Negative aspects (income statement & financial health)
- Company remains unprofitable: net loss widened to ($28,337) YTD and operating loss persists - operating loss ($22,830) YTD.
- Large cash drain from operations: net cash used in operating activities $(86,799) YTD, primarily due to the $101,541 increase in merchandise inventories (cash impact).
- Very low cash balance: $1,804 at quarter end; heavy reliance on revolver and term loan to fund operations and the inventory build.
- Higher leverage and interest cost: interest expense increased (Q2 $3,769; YTD $6,664) with elevated borrowing - weighted average interest on facilities ~6.77% (MD&A).
- SG&A remains high (Q2 $97,166; 33.1% of sales) and payroll reinvestment increased costs; depreciation and lease expense are significant and recurring.
- Inventory concentration risk: inventory jumped ~30%+ vs Feb 1, 2025 ($443,499 vs $341,958) - higher working capital tied up and markdown risk if demand softens.
- Lease & long-term obligations are large: operating lease liabilities present (PV $355,547) and total committed operating lease payments undiscounted $452,912; long-term fixed costs weigh on margins.
- Regulatory/legal risk: potential impact from Oregon magazine/firearm legislation; pending legal matters (class action in Delaware) add uncertainty.
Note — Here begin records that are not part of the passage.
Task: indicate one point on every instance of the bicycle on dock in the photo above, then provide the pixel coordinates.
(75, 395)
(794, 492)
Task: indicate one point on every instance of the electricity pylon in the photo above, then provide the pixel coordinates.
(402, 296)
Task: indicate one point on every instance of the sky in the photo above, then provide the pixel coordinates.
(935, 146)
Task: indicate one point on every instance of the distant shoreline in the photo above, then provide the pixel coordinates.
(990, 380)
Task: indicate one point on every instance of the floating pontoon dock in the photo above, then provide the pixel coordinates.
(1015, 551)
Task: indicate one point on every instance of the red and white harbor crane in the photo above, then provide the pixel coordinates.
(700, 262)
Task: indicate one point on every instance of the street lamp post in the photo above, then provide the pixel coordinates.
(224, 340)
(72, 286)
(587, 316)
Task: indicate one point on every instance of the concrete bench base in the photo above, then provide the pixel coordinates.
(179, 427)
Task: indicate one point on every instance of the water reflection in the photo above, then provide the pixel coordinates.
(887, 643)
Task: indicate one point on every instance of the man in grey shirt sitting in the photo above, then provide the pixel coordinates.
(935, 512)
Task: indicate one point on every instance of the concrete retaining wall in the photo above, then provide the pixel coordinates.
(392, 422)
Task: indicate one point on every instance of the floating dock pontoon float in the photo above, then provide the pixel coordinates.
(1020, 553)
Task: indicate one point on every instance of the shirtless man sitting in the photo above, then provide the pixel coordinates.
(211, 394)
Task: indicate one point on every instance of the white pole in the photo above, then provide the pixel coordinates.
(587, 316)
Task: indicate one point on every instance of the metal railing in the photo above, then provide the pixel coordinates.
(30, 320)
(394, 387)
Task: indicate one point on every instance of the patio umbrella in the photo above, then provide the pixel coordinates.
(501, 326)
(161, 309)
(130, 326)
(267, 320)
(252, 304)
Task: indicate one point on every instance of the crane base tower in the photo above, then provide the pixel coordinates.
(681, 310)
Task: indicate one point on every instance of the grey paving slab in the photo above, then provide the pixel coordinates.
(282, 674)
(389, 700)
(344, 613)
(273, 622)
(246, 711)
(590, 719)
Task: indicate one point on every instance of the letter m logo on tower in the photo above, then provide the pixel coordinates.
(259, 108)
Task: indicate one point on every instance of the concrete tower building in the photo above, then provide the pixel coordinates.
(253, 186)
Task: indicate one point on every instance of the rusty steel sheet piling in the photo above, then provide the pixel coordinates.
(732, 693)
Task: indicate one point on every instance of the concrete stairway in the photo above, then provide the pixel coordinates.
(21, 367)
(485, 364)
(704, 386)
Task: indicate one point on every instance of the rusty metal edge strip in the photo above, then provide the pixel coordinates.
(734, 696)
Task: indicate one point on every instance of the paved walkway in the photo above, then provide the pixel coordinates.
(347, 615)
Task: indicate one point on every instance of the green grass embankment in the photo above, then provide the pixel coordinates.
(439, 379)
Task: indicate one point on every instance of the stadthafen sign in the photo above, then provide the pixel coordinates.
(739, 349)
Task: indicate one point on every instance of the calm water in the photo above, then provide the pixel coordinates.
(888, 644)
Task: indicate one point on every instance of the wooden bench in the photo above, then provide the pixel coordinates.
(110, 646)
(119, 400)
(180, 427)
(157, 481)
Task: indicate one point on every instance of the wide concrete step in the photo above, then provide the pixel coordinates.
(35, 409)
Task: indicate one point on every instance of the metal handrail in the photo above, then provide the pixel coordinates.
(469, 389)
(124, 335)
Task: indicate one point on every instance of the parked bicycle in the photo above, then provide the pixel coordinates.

What management is doing / near-term priorities
- Prioritizing inventory in-stocks for hunting/holiday seasons and accepting short-term cash/earnings pressure.
- Using revolver and term loan liquidity to fund the pull‑forward; plan to prioritize debt repayment when excess cash is available.
- Investing in digital marketing, omni-channel capabilities and store labor to drive conversion and same-store sales.

What to watch next (investor checklist)
- Quarterly cash from operations and whether inventory turns improve (current cash burn driven by inventory build).
- Revolver outstanding vs availability and covenant compliance (minimum availability covenant = greater of $30M or 10% of gross borrowing base).
- Trend in gross margin vs freight/tariff impact and any vendor cost absorption.
- Progress on same-store sales and e-commerce growth (e-commerce ~19%+ of sales).
- Interest expense trend and schedule for term loan / revolver repayments.
- Any developments on Oregon firearm regulation and legal contingencies that could affect sales.

Bottom line: Sales and gross margins show incremental improvement and the company is investing to capture seasonal demand, but the business is cash‑strained this period because management pulled inventory forward. That strategy supports revenue and in‑stock positions but produced a large operating cash outflow, higher leverage and continued net losses. Investors should watch cash flow, inventory turns, and borrowing availability closely over the next quarters.